Presented in a paper published in Nature Methods in February, the NeuCode method uses differences in the nuclear binding energy of different isotopes to label amino acids and could enable multiplexing of up to 21 samples in a single experiment (PM 3/1/2013).

To apply the technique, however, Tzouros said his lab will need a higher-end mass spec instrument than they currently have access to. For their NeuCode work, the Coon lab used a Thermo Scientific Orbitrap Elite specially modified to offer 500,000 resolution, and the 21-plex estimate is based on use of an instrument with 1 million resolution.

Tzouros said that his lab has put in a request for funds to purchase one of Thermo Fisher's new Orbitrap Fusion instruments, which comes with 450,000 resolution standard, but it remains to be seen whether they will receive them.

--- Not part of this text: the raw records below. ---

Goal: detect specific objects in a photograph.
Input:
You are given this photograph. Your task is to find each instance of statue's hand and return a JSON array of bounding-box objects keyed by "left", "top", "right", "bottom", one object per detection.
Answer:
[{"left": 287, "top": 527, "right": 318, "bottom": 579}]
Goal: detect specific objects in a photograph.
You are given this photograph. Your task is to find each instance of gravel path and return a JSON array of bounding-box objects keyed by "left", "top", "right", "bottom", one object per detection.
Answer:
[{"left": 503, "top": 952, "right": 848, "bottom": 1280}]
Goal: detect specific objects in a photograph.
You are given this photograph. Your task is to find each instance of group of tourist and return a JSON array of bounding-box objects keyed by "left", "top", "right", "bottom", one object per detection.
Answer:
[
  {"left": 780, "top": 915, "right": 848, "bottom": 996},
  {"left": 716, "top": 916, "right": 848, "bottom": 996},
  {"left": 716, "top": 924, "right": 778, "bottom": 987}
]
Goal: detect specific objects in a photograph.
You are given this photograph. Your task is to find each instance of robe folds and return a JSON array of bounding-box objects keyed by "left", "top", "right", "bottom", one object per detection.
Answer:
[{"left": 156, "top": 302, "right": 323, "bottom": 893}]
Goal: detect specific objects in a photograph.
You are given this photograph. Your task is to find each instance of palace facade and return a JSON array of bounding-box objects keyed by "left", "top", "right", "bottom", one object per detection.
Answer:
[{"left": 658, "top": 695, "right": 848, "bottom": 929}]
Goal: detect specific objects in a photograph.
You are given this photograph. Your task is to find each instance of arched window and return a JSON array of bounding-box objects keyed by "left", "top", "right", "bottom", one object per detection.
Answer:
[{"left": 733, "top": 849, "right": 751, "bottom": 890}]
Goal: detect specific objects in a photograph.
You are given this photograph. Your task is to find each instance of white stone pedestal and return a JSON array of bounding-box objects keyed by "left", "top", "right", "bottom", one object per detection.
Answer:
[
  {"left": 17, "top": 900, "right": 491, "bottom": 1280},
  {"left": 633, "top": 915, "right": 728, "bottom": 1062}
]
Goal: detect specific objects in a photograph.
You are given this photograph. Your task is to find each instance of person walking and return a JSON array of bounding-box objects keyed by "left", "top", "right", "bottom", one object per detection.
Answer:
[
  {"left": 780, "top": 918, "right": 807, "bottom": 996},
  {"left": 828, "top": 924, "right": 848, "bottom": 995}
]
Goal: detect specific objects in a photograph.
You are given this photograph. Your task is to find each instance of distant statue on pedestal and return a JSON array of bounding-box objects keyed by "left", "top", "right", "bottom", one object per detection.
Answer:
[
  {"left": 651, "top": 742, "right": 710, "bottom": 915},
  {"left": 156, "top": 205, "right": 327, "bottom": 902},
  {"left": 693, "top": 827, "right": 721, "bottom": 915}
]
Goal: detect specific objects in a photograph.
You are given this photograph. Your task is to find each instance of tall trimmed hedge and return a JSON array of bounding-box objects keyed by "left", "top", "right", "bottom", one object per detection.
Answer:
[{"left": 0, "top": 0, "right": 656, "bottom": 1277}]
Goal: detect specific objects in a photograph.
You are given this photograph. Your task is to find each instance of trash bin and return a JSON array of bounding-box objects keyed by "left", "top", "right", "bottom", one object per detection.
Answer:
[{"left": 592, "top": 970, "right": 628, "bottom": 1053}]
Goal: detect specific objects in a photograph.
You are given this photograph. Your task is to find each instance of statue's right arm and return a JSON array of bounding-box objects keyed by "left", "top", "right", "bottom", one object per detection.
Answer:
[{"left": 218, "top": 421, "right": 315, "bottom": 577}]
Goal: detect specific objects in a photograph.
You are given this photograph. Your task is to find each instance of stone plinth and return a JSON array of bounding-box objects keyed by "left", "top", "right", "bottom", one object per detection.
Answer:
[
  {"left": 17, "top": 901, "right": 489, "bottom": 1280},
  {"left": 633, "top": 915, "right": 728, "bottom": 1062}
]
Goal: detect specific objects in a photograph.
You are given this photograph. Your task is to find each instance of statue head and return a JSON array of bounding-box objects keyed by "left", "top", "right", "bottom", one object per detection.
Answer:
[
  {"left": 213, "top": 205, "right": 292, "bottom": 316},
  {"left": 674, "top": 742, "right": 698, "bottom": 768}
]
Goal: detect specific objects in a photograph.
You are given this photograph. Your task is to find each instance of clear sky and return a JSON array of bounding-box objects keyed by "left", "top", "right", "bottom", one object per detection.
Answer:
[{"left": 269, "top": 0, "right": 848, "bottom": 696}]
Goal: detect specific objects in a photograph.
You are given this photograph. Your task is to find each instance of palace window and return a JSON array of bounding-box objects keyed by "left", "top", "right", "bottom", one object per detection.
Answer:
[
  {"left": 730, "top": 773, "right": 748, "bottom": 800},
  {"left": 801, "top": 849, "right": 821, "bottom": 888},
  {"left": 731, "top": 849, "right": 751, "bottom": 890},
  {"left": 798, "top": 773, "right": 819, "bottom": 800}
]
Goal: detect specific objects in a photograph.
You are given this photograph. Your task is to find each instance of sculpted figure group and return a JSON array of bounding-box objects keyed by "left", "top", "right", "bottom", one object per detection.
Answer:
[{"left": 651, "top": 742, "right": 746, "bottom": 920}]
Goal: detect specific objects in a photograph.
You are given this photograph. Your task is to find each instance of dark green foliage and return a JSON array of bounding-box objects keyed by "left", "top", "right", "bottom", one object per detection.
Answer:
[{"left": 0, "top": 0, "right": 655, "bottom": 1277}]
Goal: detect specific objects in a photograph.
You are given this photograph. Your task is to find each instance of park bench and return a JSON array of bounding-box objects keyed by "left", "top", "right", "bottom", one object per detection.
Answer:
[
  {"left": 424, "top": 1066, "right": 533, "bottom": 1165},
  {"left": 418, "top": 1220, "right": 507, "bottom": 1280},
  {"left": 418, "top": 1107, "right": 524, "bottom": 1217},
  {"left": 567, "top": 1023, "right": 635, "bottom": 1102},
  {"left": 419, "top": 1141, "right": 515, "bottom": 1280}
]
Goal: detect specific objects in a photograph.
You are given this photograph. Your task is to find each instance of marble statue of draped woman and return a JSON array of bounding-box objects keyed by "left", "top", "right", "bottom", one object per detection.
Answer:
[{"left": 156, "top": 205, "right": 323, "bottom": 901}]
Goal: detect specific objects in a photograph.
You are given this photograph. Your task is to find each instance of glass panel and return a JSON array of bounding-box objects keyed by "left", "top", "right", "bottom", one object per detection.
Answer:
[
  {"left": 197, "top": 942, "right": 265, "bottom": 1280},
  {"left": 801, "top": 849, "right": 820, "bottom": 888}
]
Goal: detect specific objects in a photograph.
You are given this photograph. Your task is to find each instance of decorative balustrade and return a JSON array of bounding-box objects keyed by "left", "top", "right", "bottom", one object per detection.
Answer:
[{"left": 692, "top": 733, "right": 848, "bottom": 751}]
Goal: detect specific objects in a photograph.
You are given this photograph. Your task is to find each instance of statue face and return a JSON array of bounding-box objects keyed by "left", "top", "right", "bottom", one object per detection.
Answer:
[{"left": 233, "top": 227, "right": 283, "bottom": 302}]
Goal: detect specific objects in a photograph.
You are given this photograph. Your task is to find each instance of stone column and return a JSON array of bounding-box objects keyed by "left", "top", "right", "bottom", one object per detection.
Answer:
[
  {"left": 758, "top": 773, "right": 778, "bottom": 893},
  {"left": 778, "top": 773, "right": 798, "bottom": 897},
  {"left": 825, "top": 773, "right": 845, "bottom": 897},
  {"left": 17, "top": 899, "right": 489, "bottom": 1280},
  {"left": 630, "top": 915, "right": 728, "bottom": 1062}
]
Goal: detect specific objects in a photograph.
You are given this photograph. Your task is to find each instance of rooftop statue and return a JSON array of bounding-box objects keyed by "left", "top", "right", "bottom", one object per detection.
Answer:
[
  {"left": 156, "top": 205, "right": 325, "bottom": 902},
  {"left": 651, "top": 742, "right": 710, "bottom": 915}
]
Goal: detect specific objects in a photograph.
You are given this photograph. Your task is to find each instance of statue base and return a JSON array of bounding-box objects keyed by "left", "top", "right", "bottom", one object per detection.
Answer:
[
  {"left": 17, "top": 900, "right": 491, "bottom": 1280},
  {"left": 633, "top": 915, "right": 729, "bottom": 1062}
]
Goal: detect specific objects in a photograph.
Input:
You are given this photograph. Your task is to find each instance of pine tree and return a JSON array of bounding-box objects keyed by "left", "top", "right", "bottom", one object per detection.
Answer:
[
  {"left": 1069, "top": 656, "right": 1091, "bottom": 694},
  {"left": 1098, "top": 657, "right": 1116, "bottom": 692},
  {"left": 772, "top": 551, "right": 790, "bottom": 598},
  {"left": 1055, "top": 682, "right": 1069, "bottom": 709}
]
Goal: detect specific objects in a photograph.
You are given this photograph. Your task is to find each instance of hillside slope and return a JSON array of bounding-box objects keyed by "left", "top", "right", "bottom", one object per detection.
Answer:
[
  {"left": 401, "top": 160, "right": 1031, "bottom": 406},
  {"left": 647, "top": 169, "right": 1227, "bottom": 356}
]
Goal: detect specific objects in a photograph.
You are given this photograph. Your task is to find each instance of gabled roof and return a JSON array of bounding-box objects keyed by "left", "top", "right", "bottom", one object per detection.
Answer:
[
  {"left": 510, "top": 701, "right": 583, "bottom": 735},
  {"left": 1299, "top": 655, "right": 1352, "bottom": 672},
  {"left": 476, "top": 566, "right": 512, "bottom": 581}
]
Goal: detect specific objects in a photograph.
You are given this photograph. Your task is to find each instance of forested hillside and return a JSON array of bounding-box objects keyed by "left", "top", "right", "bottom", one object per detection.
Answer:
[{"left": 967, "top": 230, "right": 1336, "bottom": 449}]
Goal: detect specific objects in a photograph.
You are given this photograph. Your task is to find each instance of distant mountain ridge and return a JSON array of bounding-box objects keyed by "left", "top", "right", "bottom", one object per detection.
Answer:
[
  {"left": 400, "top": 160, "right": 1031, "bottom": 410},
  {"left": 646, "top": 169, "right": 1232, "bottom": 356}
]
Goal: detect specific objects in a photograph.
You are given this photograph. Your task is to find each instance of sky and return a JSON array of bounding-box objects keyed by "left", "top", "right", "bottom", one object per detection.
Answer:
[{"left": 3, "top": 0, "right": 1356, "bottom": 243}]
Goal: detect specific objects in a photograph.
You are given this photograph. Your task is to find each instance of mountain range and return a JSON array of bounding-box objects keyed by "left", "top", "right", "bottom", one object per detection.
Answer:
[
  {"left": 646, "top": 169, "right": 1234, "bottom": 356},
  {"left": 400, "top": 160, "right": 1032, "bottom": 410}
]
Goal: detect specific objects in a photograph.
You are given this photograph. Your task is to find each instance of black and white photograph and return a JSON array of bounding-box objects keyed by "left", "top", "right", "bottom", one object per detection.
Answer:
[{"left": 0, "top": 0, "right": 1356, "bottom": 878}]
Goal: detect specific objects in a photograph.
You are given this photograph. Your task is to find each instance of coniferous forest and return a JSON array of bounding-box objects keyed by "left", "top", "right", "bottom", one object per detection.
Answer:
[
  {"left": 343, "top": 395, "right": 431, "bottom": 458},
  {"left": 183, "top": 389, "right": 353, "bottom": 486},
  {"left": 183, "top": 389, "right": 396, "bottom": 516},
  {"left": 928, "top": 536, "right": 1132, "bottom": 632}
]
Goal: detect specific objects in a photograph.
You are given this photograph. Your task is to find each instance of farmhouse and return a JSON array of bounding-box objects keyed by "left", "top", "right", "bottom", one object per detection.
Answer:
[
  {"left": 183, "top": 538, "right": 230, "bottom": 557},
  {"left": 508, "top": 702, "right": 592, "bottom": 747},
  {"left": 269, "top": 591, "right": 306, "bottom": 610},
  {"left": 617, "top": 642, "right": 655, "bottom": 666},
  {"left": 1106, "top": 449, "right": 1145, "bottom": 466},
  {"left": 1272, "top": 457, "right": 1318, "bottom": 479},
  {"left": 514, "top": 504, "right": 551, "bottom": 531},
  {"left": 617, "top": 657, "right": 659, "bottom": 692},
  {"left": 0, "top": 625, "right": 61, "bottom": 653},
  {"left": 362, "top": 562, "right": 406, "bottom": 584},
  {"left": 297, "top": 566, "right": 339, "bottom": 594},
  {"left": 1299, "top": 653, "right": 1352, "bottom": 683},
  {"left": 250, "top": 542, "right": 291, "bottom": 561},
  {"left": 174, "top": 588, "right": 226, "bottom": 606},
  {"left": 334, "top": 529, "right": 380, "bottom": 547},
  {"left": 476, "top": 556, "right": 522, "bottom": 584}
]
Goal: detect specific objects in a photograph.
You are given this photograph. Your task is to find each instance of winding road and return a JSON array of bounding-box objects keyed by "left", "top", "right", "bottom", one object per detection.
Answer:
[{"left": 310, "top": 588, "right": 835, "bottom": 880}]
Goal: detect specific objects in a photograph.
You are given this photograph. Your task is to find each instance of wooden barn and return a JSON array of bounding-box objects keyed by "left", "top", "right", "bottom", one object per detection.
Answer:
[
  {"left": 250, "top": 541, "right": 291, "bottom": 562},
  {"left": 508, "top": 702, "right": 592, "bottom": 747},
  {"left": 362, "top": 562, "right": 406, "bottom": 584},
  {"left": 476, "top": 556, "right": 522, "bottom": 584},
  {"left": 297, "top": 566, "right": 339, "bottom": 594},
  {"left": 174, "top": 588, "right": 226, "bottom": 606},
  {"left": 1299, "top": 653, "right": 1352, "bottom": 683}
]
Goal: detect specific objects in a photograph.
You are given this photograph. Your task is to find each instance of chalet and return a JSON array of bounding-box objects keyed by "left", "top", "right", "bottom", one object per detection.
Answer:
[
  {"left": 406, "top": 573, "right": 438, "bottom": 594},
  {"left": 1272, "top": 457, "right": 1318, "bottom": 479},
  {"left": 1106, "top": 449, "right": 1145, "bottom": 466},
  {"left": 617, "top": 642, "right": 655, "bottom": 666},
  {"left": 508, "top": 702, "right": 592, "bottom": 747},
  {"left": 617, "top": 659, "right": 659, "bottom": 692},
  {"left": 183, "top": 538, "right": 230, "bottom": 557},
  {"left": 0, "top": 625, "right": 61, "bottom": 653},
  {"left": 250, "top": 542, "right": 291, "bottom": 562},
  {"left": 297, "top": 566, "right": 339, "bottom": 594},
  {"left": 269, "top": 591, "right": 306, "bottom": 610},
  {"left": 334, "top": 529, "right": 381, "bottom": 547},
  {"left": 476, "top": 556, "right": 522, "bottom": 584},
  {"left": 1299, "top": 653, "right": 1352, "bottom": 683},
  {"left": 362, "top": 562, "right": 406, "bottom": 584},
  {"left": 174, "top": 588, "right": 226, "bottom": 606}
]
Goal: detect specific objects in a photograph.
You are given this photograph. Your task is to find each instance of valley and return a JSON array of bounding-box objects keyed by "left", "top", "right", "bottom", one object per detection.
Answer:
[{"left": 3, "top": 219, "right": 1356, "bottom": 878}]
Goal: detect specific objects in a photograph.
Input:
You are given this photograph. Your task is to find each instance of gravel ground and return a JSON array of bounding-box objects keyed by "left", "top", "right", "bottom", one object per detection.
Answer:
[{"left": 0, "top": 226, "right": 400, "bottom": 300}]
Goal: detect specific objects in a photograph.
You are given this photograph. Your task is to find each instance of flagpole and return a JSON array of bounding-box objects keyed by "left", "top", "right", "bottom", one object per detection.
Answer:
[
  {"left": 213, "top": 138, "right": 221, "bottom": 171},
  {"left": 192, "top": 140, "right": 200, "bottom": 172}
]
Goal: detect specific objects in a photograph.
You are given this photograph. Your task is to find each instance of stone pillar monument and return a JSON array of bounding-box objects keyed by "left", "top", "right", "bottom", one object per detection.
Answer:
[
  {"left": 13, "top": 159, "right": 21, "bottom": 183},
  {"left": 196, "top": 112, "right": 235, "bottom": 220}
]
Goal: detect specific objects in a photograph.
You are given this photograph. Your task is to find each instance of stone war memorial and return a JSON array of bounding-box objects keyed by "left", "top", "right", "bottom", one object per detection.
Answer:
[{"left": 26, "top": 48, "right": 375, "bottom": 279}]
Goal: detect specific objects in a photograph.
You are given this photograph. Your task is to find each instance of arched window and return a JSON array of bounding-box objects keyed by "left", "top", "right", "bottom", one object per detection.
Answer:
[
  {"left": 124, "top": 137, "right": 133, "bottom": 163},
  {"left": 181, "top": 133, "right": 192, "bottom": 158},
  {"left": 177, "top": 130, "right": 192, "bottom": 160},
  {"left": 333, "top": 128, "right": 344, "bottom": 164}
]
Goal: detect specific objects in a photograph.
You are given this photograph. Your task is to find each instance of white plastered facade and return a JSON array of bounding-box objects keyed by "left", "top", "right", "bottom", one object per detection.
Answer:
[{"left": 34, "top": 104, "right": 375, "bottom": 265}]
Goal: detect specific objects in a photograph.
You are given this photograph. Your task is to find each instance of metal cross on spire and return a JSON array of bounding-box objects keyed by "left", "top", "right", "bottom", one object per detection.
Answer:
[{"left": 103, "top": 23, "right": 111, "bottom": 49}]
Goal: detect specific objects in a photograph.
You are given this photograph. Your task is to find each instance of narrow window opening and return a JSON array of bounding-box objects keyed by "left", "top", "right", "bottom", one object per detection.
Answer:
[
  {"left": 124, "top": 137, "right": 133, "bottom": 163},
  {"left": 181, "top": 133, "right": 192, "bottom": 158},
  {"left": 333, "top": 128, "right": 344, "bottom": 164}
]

Were they to purchase the Fusion, it could make isobaric labeling techniques like TMT and iTRAQ labeling attractive, Tzouros said. As opposed to SILAC and NeuCode, which rely on the incorporation of isotopes into particular amino acids, isobaric labeling tags digest peptides with reagents that fragment during MS2 to produce signals corresponding to the amount of peptide present in a sample.

However, because quantitation is done at the MS2 level, precursor interference can be a problem. Non-target precursors can fall into the fragmentation window for a given peptide, and the reporters released by these additional precursors can interfere with the reporters released by the target peptide, making quantitation unreliable in some cases.

Given this problem, Tzouros said, he has "not really been pushing to adopt isobaric labeling."

One potential way around this issue is to remove the precursor interference by doing another round of fragmentation and performing the quantitation at the MS3 level, instead of MS2. Typically, though, the added cycle time required for MS3 quantitation greatly reduces the number of peptides that can be measured, limiting the approach's usefulness.

Early analyses, however, suggest that the Fusion is fast enough to overcome this limitation (PM 6/14/2013).

"The fact that you can now do MS3 quantitation with isobaric labeling makes it look interesting for us again," Tzouros said.